Reps, Sets, and… REST!
A good training program details sets and reps, but a really good one also includes rest periods. Rest is a very important factor in any training program. It literally can determine the stimulus and intensity for that day. Now, I know as a fitness professional how important taking rest between sets is and even between different exercises. However, the client or athlete may not. They may find it as a “waste of time” or just a lazy way to make the session go by. But, that couldn’t be far from the truth. Yes, we have our good days and feel like we can zoom through all the exercises in a breeze. However, we would miss the mark on the stimulus the trainer wants to demand on the client’s body. Take a strength-focus movement, the deadlift for example. Trainers would typically have clients perform 3-5 reps at an RPE of 7-8, then take 2-4 minutes of rest. The reasoning behind the long rest periods is we need to have the client’s nervous system recover from the neurological demand of the lift and the skeletal muscle to replenish energy stores. If the client goes too soon, the body wouldn’t optimally be ready for the next task, which could result in increased chances of injury when lifting or a missed lift.

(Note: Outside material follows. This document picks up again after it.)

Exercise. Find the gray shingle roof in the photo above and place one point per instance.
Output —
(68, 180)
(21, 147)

On the flip side, what happens when the prescribed rest is short and the client/athlete takes too long of a break? Well, again, the demands of the training stimulus will not be met and the client may not get the results they were looking for. For example, a superset of tricep extensions and bicep curls for 10-12 reps can elicit a nice “pump” for hypertrophy training, especially when the rest is about 30-60 seconds between sets. But, if the client rests longer than that, the “pump” may dissipate, blood and nutrients that were once going to the muscle are now just being flushed back into the rest of the body, thus hypertrophic effects are not as prevalent.
So clients and athletes. I know most things in the world are always on the go. But take some time to slow down and rest. Not only will it benefit you in the weight room, but it can have positive effects everywhere else in life.